In 2013, the Victorian Government made changes to the Transport Accident scheme which thwarted the rights of many transport accident victims suffering from major psychological injury.
The Transport Accident Amendment Bill 2013 created a stricter test to qualify for common law compensation that applies only to those claiming severe psychiatric injury. Under the new test a person must have suffered from the mental disorder for a continuous period of at least 3 years during which time the condition has not responded to known effective clinical treatments. A patient must also show a severe impairment in relationships and social and vocational functioning.
The restrictions have made it harder for those suffering from the psychological effects of trauma to pursue compensation for pain and suffering and loss of income. The measures unfairly discriminate against people suffering from mental injury.
The changes have also restricted access to common law compensation for those who have witnessed the aftermath of a transport accident and have as a result suffered psychological trauma.
Emergency service workers, ambos and police hit
Sufferers of Post Traumatic Stress Disorder (PTSD) and nervous shock are now denied common law compensation if the car accident was the result of a suicide attempt or if the injured or deceased person was predominately negligent in causing the accident.

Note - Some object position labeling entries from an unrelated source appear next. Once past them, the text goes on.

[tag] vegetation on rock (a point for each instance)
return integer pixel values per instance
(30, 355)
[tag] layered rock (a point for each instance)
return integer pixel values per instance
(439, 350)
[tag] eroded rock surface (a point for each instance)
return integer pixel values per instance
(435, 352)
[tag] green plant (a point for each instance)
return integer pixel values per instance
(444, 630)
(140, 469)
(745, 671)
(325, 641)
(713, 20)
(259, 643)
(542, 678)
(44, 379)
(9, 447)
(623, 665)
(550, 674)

These amendments have hit some of Victoria’s most valued employees such as emergency service workers, ambulance workers, police, and paramedics. For example, an ambulance worker who has suffered PTSD as a result of attending a horrific car accident scene may simply be excluded from seeking compensation.
The laws have created an arbitrary distinction where an emergency services worker suffering psychological injury will have their right to compensation determined by whether or not the accident was a suicide or a tragic accident. This makes no sense.
Victorian Premier, Dan Andrews was a passionate critic of these unfair changes when they were introduced in 2013, labelling the cuts “cruel” and “mean”, and called on Mr Napthine to scrap the legislation.
However, nearly 12 months after being elected to office, the Labor Government has yet to repeal these laws. In the meantime, more people will suffer without recourse to just compensation.
The Andrews government needs to keep their election promise and immediately repeal these harsh laws and give victims back the right to claim just compensation.